Certified by WERCS Inc

Learn pillar • Intake vs exhaust filters: what each one does

Intake vs exhaust filters: what each one does

A paint booth has filtration on both ends for different reasons. The intake side protects the paint from environmental contamination, dust, fibers, anything that would land in the wet finish. The exhaust side protects the environment from the booth, overspray, atomized coatings, VOC particulate. Both sides are required for the booth to operate as designed; failure on either side has different consequences. Understanding which is which makes troubleshooting and cycle planning straightforward.

Quick answer

Intake filters keep dust and contamination out of the booth, they protect the finish quality. Exhaust filters keep overspray and VOC particulate out of the environment, they're the regulatory containment side. Different media, different replacement cadences, different consequences when either fails.

By Ben Kurtz · Filter Fitment Lead, 20+ years in paint-booth service · Updated May 9, 2026

What this means for filter selection

Intake filters sit at the top of the booth (ceiling diffusion in downdraft designs) or on the front wall (intake wall in crossdraft designs). They filter the make-up air entering the booth. Common media: polyester diffusion, fiberglass roll, tacky panel, pleated panel, selection depends on the design and the desired pre-filter staging. The intake media's job is to deliver clean, evenly-distributed air to the spray zone. When intake filters fail (loaded, broken through, or torn), dust enters the booth and lands in the wet paint as nibs, fish-eyes, or finish defects. Cycle compression on the intake side comes mostly from humidity and from upstream AMU pre-filter loading.

Exhaust filters sit at the floor pit (downdraft) or rear wall (crossdraft / open-face), wherever the air leaves the booth. They capture the overspray that didn't land on the panel. Common media: loose fiberglass pad, accordion / Andreae paper, polyester pad, paint arrestor sheet, sock or bag filters. The exhaust media's job is twofold: capture overspray to keep it out of the environment (regulatory containment), and protect the exhaust fan and ductwork from clogging. When exhaust filters fail, overspray escapes the booth (NESHAP / OSHA issue) and the fan motor works harder against the loaded media (mechanical wear and increased energy cost).

AMU pre-filters sit upstream of the booth's intake side, at the make-up air handler. They protect the intake-ceiling media from the worst of the outdoor-air contamination and protect the AMU heater from particulate buildup. Sometimes called "pre-filter" or "MERV-rated panel filter" depending on the installation.

Secondary-exhaust filters (where present) sit downstream of the primary exhaust media, providing a second-stage capture before air leaves the building.
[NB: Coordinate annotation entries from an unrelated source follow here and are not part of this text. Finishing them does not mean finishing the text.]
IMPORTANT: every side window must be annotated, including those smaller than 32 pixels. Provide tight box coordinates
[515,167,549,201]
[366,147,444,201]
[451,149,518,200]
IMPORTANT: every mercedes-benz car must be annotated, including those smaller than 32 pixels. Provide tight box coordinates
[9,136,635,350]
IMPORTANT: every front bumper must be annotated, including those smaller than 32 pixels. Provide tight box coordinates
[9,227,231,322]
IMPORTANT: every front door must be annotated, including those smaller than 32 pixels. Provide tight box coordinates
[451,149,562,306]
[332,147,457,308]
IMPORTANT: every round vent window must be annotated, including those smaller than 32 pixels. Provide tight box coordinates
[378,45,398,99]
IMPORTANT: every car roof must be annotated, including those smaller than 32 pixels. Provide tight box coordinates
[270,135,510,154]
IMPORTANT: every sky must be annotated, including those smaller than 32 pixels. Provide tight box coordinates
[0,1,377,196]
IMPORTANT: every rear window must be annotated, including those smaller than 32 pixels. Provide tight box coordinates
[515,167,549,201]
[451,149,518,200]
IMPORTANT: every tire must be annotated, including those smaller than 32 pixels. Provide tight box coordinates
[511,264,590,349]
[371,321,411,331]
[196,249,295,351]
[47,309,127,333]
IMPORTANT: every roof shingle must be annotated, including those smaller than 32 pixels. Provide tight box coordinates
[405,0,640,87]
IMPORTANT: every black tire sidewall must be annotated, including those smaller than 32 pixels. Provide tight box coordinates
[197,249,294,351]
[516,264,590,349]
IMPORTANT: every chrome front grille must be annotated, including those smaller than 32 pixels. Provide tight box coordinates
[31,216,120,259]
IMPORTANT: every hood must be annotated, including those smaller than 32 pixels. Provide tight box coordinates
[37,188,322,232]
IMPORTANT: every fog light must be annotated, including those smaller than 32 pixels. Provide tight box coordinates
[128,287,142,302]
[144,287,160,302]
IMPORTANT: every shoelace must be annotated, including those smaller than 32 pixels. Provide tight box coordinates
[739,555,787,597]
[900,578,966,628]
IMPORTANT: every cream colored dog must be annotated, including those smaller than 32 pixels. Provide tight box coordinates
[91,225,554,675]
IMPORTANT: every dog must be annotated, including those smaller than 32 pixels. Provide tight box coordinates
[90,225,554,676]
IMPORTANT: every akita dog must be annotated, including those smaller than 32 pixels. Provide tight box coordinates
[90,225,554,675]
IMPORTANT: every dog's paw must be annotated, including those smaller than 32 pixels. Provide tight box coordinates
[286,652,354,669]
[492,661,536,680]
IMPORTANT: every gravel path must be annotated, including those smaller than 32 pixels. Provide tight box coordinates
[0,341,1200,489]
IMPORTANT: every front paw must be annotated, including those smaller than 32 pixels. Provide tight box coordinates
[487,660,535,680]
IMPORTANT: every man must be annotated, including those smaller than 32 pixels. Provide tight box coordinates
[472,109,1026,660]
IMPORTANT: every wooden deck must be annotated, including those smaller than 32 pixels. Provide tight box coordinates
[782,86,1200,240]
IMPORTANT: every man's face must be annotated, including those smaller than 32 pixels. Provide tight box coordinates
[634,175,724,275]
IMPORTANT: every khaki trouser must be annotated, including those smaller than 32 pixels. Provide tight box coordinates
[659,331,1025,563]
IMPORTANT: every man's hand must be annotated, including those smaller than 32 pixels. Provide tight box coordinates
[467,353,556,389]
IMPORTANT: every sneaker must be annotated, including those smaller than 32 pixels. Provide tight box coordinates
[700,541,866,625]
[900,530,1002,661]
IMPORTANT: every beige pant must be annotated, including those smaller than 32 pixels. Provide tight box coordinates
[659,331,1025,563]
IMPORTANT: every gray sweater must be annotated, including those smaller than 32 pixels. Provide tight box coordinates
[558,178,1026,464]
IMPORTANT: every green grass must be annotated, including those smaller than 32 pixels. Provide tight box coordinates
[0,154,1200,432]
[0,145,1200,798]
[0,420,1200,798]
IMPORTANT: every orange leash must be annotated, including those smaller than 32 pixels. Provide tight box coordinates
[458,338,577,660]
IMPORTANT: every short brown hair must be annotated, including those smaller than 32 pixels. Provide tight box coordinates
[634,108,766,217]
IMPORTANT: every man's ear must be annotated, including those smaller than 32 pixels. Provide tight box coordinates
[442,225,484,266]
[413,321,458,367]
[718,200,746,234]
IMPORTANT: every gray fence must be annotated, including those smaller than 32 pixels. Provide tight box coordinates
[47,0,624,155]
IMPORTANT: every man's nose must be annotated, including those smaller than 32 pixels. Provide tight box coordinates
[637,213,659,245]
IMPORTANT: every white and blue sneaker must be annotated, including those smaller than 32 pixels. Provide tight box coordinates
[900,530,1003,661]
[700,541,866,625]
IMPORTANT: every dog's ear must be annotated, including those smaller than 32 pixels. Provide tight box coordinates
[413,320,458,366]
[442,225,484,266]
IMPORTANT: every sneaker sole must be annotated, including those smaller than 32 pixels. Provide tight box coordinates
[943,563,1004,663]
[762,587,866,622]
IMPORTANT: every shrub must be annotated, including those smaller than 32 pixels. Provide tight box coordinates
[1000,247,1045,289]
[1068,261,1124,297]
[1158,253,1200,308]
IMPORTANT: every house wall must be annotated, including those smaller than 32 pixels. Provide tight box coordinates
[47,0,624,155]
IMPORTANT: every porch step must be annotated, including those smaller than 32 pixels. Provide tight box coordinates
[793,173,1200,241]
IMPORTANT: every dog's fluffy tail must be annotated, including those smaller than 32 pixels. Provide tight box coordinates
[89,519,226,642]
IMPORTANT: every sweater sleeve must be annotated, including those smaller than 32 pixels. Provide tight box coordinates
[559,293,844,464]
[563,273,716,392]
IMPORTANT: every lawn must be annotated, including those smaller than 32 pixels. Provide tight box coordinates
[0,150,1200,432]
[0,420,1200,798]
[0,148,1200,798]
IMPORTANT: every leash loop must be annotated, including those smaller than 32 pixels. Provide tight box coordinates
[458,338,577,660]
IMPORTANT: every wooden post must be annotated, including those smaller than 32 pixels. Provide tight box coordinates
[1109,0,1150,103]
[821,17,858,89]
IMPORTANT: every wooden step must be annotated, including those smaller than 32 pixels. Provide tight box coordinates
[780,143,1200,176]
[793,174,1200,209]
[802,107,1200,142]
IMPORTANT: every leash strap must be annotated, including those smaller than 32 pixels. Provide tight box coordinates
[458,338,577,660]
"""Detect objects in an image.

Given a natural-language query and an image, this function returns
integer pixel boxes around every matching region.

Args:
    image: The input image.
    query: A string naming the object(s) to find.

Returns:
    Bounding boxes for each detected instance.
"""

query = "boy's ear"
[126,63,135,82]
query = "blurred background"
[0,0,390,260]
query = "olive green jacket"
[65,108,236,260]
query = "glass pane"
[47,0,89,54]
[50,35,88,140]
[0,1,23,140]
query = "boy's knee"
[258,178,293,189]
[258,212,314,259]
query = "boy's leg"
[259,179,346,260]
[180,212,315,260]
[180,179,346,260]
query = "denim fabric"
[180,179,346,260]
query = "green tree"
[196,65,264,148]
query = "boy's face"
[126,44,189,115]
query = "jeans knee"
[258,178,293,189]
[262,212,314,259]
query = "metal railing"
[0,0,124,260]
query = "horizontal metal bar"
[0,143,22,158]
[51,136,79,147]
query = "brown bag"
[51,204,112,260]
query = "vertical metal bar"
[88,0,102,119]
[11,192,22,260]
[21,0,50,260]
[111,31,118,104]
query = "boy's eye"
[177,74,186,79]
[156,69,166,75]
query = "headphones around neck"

Required on some higher-throughput permits or specific NESHAP applicability.

Regulatory landscape

The exhaust side carries regulatory weight. NESHAP Subpart HHHHHH (area sources), Subpart IIII (auto OEM major sources), Subpart GG (aerospace) all specify capture-efficiency requirements that the exhaust media must meet. AQMD permits typically reference the exhaust capture spec. Intake-side requirements are less directly regulated but matter for finish quality and for the booth's design specification.

Intake vs exhaust filters: what each one does FAQs

Can I use the same media on intake and exhaust?

No. Intake media is selected for diffusion and dust-blocking; exhaust media is selected for overspray capture and arrestor characteristics. Using the wrong media on either side causes immediate problems.

Which side fails first usually?

Intake side, in most shops — humidity and dust loading typically reach end-of-cycle before overspray loading does on the exhaust side. Exception: very high color-change MSO chains may see exhaust go first.

What's the cost difference between intake and exhaust media?

Intake media is typically the cheaper consumable (smaller area, lower-grade filtration). Exhaust media is the more expensive consumable (higher area, regulatory-grade arrestor). Subscription pricing reflects the difference.

Do I need both intake and exhaust filters always?

Yes — required by every paint booth design specification and every regulatory framework. A booth running without intake filters spreads dust everywhere; a booth running without exhaust filters releases overspray into the environment.

What about the HMI alarm — which filter does it monitor?

Modern HMIs typically monitor differential pressure across each filter position separately. The alarm labels which sensor fired (intake-ceiling, exhaust-pit, AMU pre-filter). Older HMIs may have a single combined airflow alarm.

How do I tell which side a finish defect came from?

Defects from intake-side failure show up as dust nibs early in the spray cycle, often concentrated in the airflow shadow zones. Defects from exhaust-side failure show up as overspray re-entry around the door seals, plus surface contamination from booth-pressure inversion (positive pressure pushing contaminants in).